Masih ditambah lagi ancaman dari manusia, yaitu penyamun dan pencoleng gurun pasir yang selalu mengintai.
Amat wajar bila Safar di masa itu dijadikan sebagai 'illat dari beberapa keringanan ibadah. Shalat rubaiyah boleh diqashar jadi dua rakaat, dua waktu shalat boleh dijamak, puasa Ramadhan boleh diqadha' di hari lain, khuff boleh tetap dikenakan sampai tiga hari, tidak ada kewajiban bikin shalat Jumat atau menghadirinya dan seterusnya.
Namun zaman berubah, teknologi mengubah apa-apa yang dahulu sebagai tantangan menjadi kesenangan. Hari ini jarak yang dahulu harus ditempuh berminggu, hanya tinggal beberapa jam saja.
Itu pun dengan kendaraan yang nyaman, aman, cepat, menyenangkan, bahkan praktis tidak ada masyaqqah alias kesulitan.
Maka apa yang dahulu dirasa sangat logis untuk diterima sebagai alasan diringankannya beberapa beban syariah, sekarang jadi tidak terlalu beralasan.

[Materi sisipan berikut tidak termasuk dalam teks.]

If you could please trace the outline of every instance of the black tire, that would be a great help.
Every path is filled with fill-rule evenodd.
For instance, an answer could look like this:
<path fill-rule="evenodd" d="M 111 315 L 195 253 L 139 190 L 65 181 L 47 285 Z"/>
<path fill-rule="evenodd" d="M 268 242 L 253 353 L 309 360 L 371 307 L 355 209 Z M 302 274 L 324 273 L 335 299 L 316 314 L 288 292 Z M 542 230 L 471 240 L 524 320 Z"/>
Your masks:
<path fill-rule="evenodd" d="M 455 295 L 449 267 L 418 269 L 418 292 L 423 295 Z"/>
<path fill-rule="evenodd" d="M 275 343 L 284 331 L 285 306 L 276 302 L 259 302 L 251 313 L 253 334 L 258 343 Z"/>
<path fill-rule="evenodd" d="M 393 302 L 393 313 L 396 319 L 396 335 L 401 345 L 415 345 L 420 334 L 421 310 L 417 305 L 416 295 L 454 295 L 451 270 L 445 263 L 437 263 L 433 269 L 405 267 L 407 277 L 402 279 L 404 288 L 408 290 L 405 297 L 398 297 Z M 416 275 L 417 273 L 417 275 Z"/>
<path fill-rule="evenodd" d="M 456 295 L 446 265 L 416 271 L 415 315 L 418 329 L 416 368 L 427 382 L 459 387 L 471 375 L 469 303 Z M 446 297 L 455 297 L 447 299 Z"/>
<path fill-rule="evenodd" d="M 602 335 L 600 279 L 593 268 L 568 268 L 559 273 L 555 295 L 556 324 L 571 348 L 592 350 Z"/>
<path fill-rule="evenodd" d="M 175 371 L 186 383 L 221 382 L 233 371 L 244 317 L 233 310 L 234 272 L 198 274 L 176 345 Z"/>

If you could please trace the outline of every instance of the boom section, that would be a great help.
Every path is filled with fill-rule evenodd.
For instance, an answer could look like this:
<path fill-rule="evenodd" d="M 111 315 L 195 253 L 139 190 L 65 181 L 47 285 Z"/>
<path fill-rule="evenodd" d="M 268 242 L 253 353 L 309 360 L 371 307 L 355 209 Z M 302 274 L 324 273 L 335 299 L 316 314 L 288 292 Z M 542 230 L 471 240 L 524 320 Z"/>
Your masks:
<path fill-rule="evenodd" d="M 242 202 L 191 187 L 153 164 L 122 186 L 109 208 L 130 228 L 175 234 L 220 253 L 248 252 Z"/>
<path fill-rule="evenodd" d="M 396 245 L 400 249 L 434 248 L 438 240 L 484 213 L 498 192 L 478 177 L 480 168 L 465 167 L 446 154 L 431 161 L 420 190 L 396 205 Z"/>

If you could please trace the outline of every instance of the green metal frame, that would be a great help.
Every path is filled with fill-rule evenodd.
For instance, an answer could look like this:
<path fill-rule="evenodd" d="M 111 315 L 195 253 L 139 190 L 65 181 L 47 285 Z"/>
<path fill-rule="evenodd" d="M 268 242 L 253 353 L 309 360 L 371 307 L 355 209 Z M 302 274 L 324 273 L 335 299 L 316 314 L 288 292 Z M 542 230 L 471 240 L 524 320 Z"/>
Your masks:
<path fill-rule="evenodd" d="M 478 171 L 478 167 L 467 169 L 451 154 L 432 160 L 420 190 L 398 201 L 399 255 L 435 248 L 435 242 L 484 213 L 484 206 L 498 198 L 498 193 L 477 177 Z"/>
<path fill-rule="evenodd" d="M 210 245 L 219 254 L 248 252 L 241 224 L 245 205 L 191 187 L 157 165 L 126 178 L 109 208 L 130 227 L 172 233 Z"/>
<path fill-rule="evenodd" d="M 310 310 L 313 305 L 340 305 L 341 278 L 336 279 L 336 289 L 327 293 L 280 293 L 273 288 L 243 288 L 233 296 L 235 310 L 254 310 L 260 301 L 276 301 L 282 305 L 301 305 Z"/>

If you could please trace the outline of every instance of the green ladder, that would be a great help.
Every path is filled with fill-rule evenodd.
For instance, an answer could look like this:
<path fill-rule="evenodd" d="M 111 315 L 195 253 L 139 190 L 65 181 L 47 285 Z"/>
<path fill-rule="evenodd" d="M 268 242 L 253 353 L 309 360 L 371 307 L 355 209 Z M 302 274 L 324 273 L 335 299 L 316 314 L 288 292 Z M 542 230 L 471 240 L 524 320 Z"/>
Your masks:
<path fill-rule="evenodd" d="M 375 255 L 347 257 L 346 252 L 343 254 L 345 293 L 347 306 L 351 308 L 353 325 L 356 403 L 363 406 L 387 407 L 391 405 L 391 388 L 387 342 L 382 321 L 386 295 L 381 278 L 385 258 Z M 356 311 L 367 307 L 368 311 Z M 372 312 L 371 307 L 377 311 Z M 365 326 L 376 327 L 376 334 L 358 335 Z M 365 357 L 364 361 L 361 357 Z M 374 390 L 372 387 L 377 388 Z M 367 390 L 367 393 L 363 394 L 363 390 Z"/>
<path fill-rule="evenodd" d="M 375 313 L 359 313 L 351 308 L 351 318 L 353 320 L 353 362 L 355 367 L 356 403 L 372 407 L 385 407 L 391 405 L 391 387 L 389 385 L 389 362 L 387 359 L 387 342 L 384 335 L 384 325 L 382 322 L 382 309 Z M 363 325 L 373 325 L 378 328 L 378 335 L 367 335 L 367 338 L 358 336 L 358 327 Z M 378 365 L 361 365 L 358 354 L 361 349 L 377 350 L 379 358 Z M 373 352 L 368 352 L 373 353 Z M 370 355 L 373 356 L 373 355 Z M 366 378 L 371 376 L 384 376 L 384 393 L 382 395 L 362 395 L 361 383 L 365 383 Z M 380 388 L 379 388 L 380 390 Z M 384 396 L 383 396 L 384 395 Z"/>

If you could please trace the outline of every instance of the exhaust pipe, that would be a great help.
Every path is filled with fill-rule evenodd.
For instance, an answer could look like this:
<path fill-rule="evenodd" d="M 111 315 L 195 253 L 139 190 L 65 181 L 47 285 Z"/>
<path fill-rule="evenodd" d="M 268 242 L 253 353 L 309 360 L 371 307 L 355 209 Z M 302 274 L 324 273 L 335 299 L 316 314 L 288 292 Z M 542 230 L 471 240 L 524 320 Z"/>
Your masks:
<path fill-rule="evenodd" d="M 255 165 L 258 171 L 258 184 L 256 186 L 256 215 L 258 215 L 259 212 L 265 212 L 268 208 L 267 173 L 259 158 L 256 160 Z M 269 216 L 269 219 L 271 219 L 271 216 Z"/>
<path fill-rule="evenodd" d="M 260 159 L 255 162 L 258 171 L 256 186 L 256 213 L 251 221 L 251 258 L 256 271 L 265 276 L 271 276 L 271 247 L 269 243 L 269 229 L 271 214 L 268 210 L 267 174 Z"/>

Namun para ulama sejak awal sudah menetapkan bahwa Safar itu sendiri adalah 'illat dari keringanan beberapa ibadah dan tidak ada hubungannya dengan masyaqqah.
Maksudnya, ada atau tidak ada masyaqqah dalam Safar, namun Safar itu sendiri sudah merupakan 'illat keringanan.

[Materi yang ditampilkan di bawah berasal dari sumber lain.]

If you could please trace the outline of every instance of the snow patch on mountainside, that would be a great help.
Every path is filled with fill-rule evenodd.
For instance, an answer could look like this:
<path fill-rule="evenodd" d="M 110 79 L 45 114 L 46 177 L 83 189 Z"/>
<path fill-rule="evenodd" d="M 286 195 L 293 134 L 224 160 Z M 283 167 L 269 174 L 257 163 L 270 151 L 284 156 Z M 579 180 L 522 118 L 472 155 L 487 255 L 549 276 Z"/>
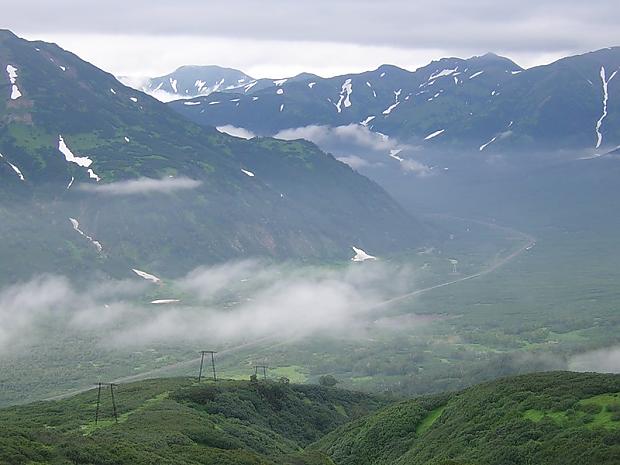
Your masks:
<path fill-rule="evenodd" d="M 438 131 L 431 132 L 428 136 L 426 136 L 426 137 L 424 138 L 424 140 L 430 140 L 430 139 L 433 139 L 433 138 L 435 138 L 435 137 L 437 137 L 437 136 L 439 136 L 439 135 L 443 134 L 443 133 L 444 133 L 444 131 L 445 131 L 445 129 L 440 129 L 440 130 L 438 130 Z"/>
<path fill-rule="evenodd" d="M 481 152 L 486 149 L 490 144 L 492 144 L 493 142 L 495 142 L 497 140 L 497 136 L 494 136 L 490 141 L 485 142 L 484 144 L 482 144 L 478 150 L 480 150 Z"/>
<path fill-rule="evenodd" d="M 69 163 L 75 163 L 82 168 L 89 168 L 89 166 L 93 164 L 93 161 L 88 157 L 76 157 L 69 147 L 67 147 L 62 135 L 58 136 L 58 150 L 64 155 L 65 160 Z M 91 168 L 89 168 L 87 172 L 91 179 L 94 179 L 97 182 L 101 180 L 97 173 L 95 173 Z"/>
<path fill-rule="evenodd" d="M 351 94 L 353 93 L 353 84 L 351 84 L 351 79 L 347 79 L 342 84 L 342 89 L 340 91 L 340 99 L 338 103 L 336 103 L 336 110 L 338 113 L 342 112 L 342 105 L 344 104 L 345 108 L 349 108 L 351 106 Z"/>
<path fill-rule="evenodd" d="M 0 158 L 4 158 L 4 155 L 2 155 L 0 153 Z M 24 175 L 22 174 L 21 170 L 15 166 L 13 163 L 11 163 L 10 161 L 7 160 L 7 163 L 9 164 L 9 166 L 13 169 L 13 171 L 15 171 L 15 173 L 17 174 L 17 176 L 19 177 L 19 179 L 21 179 L 22 181 L 25 181 L 26 179 L 24 179 Z"/>
<path fill-rule="evenodd" d="M 370 123 L 375 118 L 376 118 L 376 116 L 369 116 L 364 121 L 361 121 L 360 124 L 362 126 L 368 126 L 368 123 Z"/>
<path fill-rule="evenodd" d="M 478 76 L 480 76 L 483 73 L 484 73 L 484 71 L 478 71 L 477 73 L 474 73 L 471 76 L 469 76 L 469 79 L 473 79 L 475 77 L 478 77 Z"/>
<path fill-rule="evenodd" d="M 159 279 L 157 276 L 153 274 L 147 273 L 146 271 L 137 270 L 135 268 L 132 268 L 131 271 L 133 271 L 135 274 L 140 276 L 142 279 L 151 281 L 152 283 L 155 283 L 155 284 L 161 283 L 161 279 Z"/>
<path fill-rule="evenodd" d="M 392 113 L 392 110 L 394 110 L 394 108 L 396 108 L 399 104 L 400 102 L 393 103 L 392 105 L 387 107 L 385 110 L 383 110 L 383 114 L 389 115 L 390 113 Z"/>
<path fill-rule="evenodd" d="M 454 69 L 442 69 L 441 71 L 437 71 L 434 74 L 431 74 L 431 76 L 428 78 L 429 81 L 432 81 L 434 79 L 440 78 L 442 76 L 450 76 L 453 73 L 456 73 L 458 71 L 459 67 L 457 66 Z"/>
<path fill-rule="evenodd" d="M 177 90 L 177 80 L 176 79 L 170 78 L 170 87 L 172 87 L 172 90 L 174 91 L 175 94 L 179 93 L 179 91 Z"/>
<path fill-rule="evenodd" d="M 241 171 L 243 172 L 243 174 L 253 178 L 254 176 L 256 176 L 254 173 L 252 173 L 251 171 L 248 170 L 244 170 L 243 168 L 241 168 Z"/>
<path fill-rule="evenodd" d="M 403 151 L 403 149 L 392 149 L 392 150 L 390 150 L 389 155 L 390 155 L 390 157 L 392 157 L 392 158 L 402 162 L 402 161 L 405 161 L 405 159 L 398 156 L 398 154 L 400 152 L 402 152 L 402 151 Z"/>
<path fill-rule="evenodd" d="M 17 174 L 17 176 L 19 176 L 19 179 L 21 179 L 22 181 L 25 181 L 26 179 L 24 178 L 24 175 L 22 174 L 21 170 L 15 166 L 13 163 L 11 163 L 10 161 L 7 161 L 7 163 L 9 164 L 9 166 L 11 168 L 13 168 L 13 171 L 15 171 L 15 173 Z"/>
<path fill-rule="evenodd" d="M 62 135 L 58 136 L 58 150 L 65 156 L 65 160 L 69 163 L 75 163 L 83 168 L 88 168 L 93 164 L 93 161 L 88 157 L 76 157 L 73 152 L 69 150 L 69 147 L 67 147 Z"/>
<path fill-rule="evenodd" d="M 246 85 L 246 86 L 243 88 L 243 91 L 244 91 L 245 93 L 247 93 L 247 92 L 248 92 L 248 91 L 249 91 L 252 87 L 254 87 L 257 83 L 258 83 L 258 81 L 252 81 L 252 82 L 250 82 L 248 85 Z"/>
<path fill-rule="evenodd" d="M 86 234 L 84 231 L 80 229 L 80 223 L 78 220 L 76 220 L 75 218 L 69 218 L 69 221 L 71 222 L 71 225 L 73 226 L 73 229 L 75 231 L 77 231 L 81 236 L 88 239 L 89 242 L 95 246 L 95 248 L 97 249 L 97 252 L 101 253 L 103 251 L 103 246 L 101 245 L 99 241 L 94 240 L 92 237 L 90 237 L 88 234 Z"/>
<path fill-rule="evenodd" d="M 11 83 L 11 100 L 17 100 L 22 96 L 19 87 L 17 87 L 17 68 L 13 65 L 6 65 L 6 73 L 9 75 Z"/>
<path fill-rule="evenodd" d="M 601 66 L 600 76 L 603 84 L 603 113 L 596 122 L 596 148 L 598 149 L 603 143 L 603 133 L 601 132 L 601 126 L 603 120 L 607 117 L 607 102 L 609 101 L 609 83 L 616 76 L 618 70 L 614 71 L 609 78 L 606 77 L 605 67 Z"/>
<path fill-rule="evenodd" d="M 355 256 L 351 259 L 351 261 L 353 261 L 353 262 L 365 262 L 366 260 L 376 260 L 377 259 L 377 257 L 374 257 L 372 255 L 368 255 L 362 249 L 359 249 L 359 248 L 354 247 L 354 246 L 351 246 L 351 248 L 355 252 Z"/>

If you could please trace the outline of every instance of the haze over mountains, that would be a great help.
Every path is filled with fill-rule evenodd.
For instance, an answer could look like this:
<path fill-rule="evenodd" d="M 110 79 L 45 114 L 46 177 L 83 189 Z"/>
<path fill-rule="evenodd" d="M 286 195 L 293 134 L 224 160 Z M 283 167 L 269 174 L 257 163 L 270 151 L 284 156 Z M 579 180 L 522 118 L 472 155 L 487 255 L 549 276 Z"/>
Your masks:
<path fill-rule="evenodd" d="M 195 98 L 169 105 L 199 124 L 257 135 L 357 124 L 420 150 L 595 154 L 620 144 L 619 69 L 619 47 L 531 69 L 489 53 L 413 72 L 384 65 L 332 78 L 250 81 L 202 96 L 180 91 Z M 189 81 L 202 80 L 196 71 Z"/>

Jadi meski Safar di zaman modern itu nyaman, enak, adem, cepat, nikmat dan singkat, namun asalkan jarak safarnya terpenuhi, silahkan diambil keringanannya.
Dan jarak Safar sejauh 4 burud alias 16 farsakh yang oleh Dr. Wahbah Azzuhaili dikonversi menjadi 88,704 km itu, pada hari ini bisa ditempuh dalam waktu tidak satu jam. Sama sekali tidak ada masyaqqah.
Padahal di masa kenabian dahulu, setidaknya dibutuhkan durasi perjalanan sampai dua hari penuh. Karena jarak itu ditempuh hanya dengan jalan kaki atau naik unta.
Namun demikian, para musafir modern hari ini tetap mendapatkan berbagai macam keringanan hukum. Boleh jamak dan qashar shalat, boleh tidak jumatan, boleh tidak puasa Ramadhan, boleh ini dan boleh itu.
Di hari ini Safar cenderung berubah menjadi qith'atun minal Farah (قطعة من الفرح) alias penggalan dari kebahagiaan.
Beberapa orang ada yang menikmati perjalanan karena ada uang perjalanan dinas. Bahkan meski perjalanannya hanya imaginer, tapi uangnya tetap nyata.